Northeast Asia--Cultural Influences on the U.S. National Security Strategy - Cover

Authored by Mr. Larry B. Rogers.

June 2004

17 Pages

Brief Synopsis

The U.S. core interests and National Security Strategy are founded on Western cultural operatives that assume all nation-states will respond to its influences in a predictable manner. When states do not respond appropriately, we assume they are either recalcitrant or irrational. A decade ago, this approach towards the states of the Northeast Asia region was highly effective as their economic or military dependency upon us, or their fear of both, usually forced them to respond within the scope of our objectives. Today, we no longer have the preponderance of economic or military power in the region, and old tactics will not continue to work effectively. Even within those states considered our allies, tolerance of what is deemed an abrasive U.S. presence is decreasing while anti-Americanism is growing. To continue to maneuver successfully to attain and sustain our interests requires that we carefully consider the perspectives, biases, and influences of these cultures to devise strategies that provide the most effective application of our elements of national power. This paper will discuss the Northeast Asian regional cultures, our current security strategy in regards to them, and recommendations for addressing regional cultural influences to meet our objectives and protect our interests.

Introduction

The development and implementation of the U.S. core interests and National Security Strategy (NSS) in regards to the Northeast Asia (NEA) region requires careful consideration of the cultures that we are attempting to influence. The effect of Western culturally-based persuasive strategies upon non-Western based cultures can easily lead to serious problems as evidenced by the issues we are facing today in postwar Iraq. Other cultures, even those within our own borders, do not always agree with our perspectives or see a need to adopt our cultural systems over their own. This is true particularly of cultures that existed for thousands of years before our own came into world prominence. To be successful in both the development and subsequent implementation of our security strategies for NEA, we must understand the cultural operatives1 at work to better apply our strategic influences.
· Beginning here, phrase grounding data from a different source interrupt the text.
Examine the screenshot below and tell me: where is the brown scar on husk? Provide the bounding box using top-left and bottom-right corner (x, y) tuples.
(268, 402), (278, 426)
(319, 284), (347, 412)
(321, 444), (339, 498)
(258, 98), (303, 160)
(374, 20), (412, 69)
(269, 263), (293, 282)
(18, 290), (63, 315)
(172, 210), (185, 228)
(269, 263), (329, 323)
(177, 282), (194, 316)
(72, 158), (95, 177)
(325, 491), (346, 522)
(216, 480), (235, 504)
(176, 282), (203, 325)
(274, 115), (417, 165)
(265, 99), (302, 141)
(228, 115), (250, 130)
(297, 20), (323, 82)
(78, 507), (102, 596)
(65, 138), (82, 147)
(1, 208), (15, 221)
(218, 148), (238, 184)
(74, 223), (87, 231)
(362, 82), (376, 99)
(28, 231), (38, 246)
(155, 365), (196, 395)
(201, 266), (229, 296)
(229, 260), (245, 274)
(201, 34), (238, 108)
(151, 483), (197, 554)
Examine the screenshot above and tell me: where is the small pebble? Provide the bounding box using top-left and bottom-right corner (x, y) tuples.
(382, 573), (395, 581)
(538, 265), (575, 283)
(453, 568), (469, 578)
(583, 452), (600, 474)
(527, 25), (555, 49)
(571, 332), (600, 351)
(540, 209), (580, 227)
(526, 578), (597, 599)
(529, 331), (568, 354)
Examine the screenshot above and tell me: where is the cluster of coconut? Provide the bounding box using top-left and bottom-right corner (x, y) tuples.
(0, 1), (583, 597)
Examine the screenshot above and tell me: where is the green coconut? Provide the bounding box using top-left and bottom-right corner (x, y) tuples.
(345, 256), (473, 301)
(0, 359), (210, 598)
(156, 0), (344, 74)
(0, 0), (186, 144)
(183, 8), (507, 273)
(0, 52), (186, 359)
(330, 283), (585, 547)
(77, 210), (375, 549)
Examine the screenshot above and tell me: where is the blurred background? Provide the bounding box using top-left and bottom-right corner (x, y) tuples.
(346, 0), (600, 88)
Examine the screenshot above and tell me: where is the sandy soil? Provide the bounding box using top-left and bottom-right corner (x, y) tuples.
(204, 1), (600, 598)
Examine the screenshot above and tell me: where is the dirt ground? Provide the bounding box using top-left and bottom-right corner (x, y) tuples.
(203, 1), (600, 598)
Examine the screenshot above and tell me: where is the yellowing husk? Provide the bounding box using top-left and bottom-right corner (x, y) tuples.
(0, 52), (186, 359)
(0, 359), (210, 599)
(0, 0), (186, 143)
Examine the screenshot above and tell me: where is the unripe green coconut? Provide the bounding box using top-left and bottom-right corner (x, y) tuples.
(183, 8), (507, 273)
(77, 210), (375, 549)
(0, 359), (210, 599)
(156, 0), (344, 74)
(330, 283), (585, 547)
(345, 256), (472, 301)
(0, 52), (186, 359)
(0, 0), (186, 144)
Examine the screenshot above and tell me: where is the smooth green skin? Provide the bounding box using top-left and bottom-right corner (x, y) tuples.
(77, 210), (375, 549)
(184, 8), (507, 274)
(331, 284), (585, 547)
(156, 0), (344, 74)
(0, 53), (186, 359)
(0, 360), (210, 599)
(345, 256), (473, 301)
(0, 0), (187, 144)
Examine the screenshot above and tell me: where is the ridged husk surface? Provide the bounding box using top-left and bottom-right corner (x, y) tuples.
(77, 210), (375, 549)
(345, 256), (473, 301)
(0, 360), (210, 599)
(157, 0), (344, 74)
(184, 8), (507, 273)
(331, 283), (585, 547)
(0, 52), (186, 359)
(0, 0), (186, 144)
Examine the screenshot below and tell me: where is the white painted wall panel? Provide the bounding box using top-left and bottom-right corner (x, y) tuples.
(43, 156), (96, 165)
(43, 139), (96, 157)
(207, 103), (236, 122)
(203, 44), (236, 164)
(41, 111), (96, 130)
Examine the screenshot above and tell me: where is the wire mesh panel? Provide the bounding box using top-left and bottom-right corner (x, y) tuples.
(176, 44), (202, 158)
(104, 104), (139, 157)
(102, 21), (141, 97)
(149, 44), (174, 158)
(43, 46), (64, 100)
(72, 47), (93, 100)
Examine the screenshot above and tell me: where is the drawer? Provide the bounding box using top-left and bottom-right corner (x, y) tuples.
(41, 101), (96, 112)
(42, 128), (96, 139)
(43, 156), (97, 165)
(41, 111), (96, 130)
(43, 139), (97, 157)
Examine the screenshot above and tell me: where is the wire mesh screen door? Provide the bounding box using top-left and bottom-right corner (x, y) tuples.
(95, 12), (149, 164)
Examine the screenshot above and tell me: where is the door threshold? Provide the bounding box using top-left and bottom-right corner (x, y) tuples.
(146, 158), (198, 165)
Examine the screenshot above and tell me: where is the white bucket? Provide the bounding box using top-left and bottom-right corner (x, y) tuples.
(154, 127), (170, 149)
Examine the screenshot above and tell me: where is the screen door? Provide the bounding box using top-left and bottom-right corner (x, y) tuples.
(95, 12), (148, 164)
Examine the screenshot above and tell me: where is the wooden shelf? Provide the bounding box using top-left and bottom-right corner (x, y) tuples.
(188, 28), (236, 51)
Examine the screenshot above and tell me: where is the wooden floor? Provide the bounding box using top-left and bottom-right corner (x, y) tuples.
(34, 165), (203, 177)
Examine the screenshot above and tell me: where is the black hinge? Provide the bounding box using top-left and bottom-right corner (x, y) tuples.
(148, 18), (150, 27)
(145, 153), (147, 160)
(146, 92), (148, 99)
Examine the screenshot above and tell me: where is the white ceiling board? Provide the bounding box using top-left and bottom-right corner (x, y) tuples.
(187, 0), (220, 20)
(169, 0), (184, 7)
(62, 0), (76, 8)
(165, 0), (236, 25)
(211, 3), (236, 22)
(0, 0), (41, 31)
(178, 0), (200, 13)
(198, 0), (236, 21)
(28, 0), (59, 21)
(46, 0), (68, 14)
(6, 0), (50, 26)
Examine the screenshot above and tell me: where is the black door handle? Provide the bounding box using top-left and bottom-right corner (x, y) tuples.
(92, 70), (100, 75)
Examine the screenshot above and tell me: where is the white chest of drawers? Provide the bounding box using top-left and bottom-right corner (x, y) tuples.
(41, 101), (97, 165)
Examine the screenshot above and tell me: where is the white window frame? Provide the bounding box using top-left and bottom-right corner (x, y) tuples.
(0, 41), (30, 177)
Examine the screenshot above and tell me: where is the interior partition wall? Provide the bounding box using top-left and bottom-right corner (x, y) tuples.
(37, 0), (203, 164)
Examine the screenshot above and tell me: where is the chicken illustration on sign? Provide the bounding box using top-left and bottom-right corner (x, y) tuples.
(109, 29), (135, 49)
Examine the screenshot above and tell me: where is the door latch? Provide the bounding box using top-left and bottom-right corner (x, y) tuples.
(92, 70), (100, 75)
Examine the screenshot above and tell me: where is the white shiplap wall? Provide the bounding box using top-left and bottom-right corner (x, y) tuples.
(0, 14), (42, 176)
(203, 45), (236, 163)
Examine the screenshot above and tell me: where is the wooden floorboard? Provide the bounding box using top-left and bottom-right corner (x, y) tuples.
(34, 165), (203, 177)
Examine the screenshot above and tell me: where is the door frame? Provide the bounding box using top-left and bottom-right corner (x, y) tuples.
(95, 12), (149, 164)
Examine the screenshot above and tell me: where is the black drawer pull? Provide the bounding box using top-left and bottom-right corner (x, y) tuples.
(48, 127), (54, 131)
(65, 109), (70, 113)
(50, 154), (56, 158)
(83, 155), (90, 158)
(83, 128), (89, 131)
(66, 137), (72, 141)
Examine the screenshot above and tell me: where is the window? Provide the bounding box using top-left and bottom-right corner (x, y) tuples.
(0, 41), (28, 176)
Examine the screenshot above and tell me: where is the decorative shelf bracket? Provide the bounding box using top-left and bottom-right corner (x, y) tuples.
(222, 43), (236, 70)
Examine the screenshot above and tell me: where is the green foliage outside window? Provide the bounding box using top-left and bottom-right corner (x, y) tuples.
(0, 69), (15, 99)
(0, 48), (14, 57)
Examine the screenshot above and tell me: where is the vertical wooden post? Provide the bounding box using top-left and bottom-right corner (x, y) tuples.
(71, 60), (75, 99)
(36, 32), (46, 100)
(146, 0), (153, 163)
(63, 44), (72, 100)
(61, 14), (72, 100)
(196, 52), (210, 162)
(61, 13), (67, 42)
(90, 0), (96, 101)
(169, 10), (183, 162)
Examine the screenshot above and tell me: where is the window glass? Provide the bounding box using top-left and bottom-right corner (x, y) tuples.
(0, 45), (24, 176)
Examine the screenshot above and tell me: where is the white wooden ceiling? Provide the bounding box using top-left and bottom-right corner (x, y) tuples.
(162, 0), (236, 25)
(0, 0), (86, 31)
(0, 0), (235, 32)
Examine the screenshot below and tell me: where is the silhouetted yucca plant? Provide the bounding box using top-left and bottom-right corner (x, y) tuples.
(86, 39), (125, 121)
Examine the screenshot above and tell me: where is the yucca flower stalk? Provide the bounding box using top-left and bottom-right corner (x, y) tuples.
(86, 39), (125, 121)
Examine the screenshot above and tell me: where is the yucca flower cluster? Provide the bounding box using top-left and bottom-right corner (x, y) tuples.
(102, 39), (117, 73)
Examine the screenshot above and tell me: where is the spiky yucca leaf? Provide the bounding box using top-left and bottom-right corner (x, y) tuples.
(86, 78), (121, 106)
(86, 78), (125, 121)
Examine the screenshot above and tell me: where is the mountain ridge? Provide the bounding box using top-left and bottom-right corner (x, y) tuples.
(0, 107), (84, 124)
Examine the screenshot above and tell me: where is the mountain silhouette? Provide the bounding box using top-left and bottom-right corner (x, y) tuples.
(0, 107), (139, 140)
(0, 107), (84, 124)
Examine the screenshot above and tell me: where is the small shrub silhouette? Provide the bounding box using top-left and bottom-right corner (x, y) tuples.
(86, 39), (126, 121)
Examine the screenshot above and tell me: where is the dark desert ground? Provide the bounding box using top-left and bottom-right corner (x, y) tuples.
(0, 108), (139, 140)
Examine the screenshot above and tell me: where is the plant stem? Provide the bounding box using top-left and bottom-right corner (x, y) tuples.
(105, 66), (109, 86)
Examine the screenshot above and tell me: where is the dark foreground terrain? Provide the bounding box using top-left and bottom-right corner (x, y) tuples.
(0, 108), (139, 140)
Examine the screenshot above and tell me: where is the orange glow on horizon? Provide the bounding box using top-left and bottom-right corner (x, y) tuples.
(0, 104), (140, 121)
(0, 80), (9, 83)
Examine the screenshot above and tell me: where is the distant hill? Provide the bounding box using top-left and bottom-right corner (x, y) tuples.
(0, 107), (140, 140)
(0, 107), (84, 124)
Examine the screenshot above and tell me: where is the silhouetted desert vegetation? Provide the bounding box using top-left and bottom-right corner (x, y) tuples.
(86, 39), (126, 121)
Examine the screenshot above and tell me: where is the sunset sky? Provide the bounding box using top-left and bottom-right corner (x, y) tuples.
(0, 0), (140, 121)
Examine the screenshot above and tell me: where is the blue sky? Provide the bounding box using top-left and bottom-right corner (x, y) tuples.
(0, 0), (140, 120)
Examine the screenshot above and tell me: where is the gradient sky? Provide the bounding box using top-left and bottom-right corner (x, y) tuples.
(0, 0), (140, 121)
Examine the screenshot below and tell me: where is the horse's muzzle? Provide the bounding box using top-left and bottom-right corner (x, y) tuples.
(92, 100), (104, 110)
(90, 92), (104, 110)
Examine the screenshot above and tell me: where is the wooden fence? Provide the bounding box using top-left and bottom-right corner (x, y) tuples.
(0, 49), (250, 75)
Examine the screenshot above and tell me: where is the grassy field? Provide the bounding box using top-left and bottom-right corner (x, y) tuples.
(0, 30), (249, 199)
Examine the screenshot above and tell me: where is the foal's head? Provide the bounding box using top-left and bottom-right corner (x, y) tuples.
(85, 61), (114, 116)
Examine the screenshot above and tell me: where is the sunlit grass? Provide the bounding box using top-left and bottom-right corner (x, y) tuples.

The social sciences have addressed intercultural interaction for many years. Publications abound that address the differences between the cultures of NEA and our own and offer solutions for addressing them. If we rely on might makes right, then the effects of cultural differences are of little concern. Coercive strategies, vice persuasive ones, will obtain the results we want. However, this will not continue in the long run. The key to effecting lasting change within a NEA culture is to recognize its cultural operatives and form persuasive strategies that leverage them.

We accept the importance of knowing our enemy (or opponent) and knowing ourselves. Yet we limit our knowledge of both during intercultural relations as we seek our cognitive comfort zones. Diplomats who negotiate intercultural agreements know diplomacy, not sociology. Fortunately, many are aware of the cultural operatives at play through experience or from information provided by their staffs. Even so, they are still trained in Western diplomacy that is influenced heavily by Western cultural operatives. For example, negotiation can be learned in many Western institutions that focus their course content on how to apply Western psychology to persuade a counterpart. This works fine when negotiating with a Western culture, but applying these tactics and techniques on NEA cultures is not effective and can leave counterparts confused and belligerent.

This paper will discuss and contrast potentially critical cultural operatives that exist within our own and the NEA cultures and describe possible pitfalls that should be avoided during the development and implementation of the U.S. NSS.